When you use regex patterns in spark-sql with double quotes spark.sql(".....")
,it is considered as string within another string, so two things happen. Consider this
scala> val df = Seq("12.1").toDF("val")
df: org.apache.spark.sql.DataFrame = [val: string]
scala> df.withColumn("FirstPart", split($"val", "\\.")).select($"FirstPart".getItem(0).as("PartOne")).show
+-------+
|PartOne|
+-------+
| 12|
+-------+
scala> df.createOrReplaceTempView("temp")
With df(), the regex-string for split is directly passed to the split string, so you just need to escape the backslash alone (\).
But when it comes to spark-sql, the pattern is first converted into string and then again passed as string to split() function,
So you need to get \\.
before you use that in the spark-sql
The way to get that is to add 2 more \
scala> "\\."
res12: String = \.
scala> "\\\\."
res13: String = \\.
scala>
If you just pass "\\."
in the spark-sql, first it gets converted into \.
and then to ".", which in regex context becomes (.) "any" character
i.e split on any character, and since each character is adjacent to each other, you get an array of empty string.
The length of the string "12.1" is four and also it matches the final boundary "$" of the string as well.. so upto split(val, '\.')[4], you'll get the
empty string. When you issue split(val, '\.,')[5], you'll get null
To verify this, you can pass the same delimiter string "\\."

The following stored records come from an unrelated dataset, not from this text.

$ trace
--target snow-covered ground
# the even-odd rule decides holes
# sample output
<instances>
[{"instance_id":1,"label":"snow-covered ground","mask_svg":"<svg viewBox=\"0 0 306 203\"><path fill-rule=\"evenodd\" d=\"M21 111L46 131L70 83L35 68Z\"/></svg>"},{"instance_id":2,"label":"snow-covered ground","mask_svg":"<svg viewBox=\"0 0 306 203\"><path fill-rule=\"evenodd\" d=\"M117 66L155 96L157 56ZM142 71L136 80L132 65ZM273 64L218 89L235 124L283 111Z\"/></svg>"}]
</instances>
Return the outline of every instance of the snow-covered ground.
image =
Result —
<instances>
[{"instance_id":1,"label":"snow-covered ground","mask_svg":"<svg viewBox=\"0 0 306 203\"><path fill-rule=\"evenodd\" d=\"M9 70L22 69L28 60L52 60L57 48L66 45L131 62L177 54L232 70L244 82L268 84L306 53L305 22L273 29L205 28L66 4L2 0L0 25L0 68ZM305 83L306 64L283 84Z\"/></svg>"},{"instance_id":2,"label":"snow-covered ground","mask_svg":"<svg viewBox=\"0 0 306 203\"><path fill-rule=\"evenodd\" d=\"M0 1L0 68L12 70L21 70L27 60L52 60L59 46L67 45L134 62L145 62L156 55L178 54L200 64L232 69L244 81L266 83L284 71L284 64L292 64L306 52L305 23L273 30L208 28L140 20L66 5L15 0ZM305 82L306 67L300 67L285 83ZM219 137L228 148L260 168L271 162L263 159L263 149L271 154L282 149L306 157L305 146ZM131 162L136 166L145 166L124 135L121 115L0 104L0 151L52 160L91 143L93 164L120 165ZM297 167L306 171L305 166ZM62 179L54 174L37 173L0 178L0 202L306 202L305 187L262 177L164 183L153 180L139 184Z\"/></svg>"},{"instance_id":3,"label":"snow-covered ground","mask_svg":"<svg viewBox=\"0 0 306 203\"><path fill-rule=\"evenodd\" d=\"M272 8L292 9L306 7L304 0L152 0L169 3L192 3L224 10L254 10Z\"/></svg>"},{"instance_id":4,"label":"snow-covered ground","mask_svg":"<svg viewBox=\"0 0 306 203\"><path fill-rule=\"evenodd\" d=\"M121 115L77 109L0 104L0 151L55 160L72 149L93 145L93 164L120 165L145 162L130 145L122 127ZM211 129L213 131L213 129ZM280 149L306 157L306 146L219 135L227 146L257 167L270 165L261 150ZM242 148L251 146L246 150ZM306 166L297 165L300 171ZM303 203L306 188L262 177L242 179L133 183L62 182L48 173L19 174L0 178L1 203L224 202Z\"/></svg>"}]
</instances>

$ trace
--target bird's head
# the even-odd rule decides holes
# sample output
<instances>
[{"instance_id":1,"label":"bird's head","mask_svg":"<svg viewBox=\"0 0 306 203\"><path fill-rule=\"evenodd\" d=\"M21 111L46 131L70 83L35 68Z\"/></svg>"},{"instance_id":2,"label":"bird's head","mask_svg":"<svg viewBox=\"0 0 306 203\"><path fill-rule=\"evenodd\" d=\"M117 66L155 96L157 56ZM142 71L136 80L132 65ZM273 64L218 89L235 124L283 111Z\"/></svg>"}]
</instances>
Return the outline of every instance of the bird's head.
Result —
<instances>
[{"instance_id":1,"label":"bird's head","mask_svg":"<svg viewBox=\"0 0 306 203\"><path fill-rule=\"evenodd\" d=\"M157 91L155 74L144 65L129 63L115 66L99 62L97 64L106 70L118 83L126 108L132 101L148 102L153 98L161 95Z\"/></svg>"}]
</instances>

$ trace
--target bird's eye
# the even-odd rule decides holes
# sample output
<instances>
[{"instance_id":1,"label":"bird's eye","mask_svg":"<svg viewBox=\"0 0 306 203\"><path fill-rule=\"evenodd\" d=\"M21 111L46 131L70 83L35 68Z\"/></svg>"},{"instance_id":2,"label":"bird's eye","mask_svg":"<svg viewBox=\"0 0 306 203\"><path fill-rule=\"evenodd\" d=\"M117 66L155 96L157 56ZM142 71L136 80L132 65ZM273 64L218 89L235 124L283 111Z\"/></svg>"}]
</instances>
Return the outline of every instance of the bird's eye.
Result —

to regex_replace() function and see what happens
scala> spark.sql("select split(val, '\\.')[0] as firstPartSQL, regexp_replace(val,'\\.','9') as reg_ex from temp").show
+------------+------+
|firstPartSQL|reg_ex|
+------------+------+
| | 9999|
+------------+------+
scala> spark.sql("select split(val, '\\\\.')[0] as firstPartSQL, regexp_replace(val,'\\\\.','9') as reg_ex from temp").show
+------------+------+
|firstPartSQL|reg_ex|
+------------+------+
| 12| 1291|
+------------+------+
scala>
If you still want to use the same pattern between df and sql, then go with raw string i.e triple quotes.
scala> raw"\\."
res23: String = \\.
scala>
scala> spark.sql("""select split(val, '\\.')[0] as firstPartSQL, regexp_replace(val,'\\.','9') as reg_ex from temp""").show
+------------+------+
|firstPartSQL|reg_ex|
+------------+------+
| 12| 1291|
+------------+------+
scala> spark.sql("""select split(val, "\\.")[0] as firstPartSQL, regexp_replace(val,"\\.",'9') as reg_ex from temp""").show
+------------+------+
|firstPartSQL|reg_ex|
+------------+------+
| 12| 1291|
+------------+------+
scala>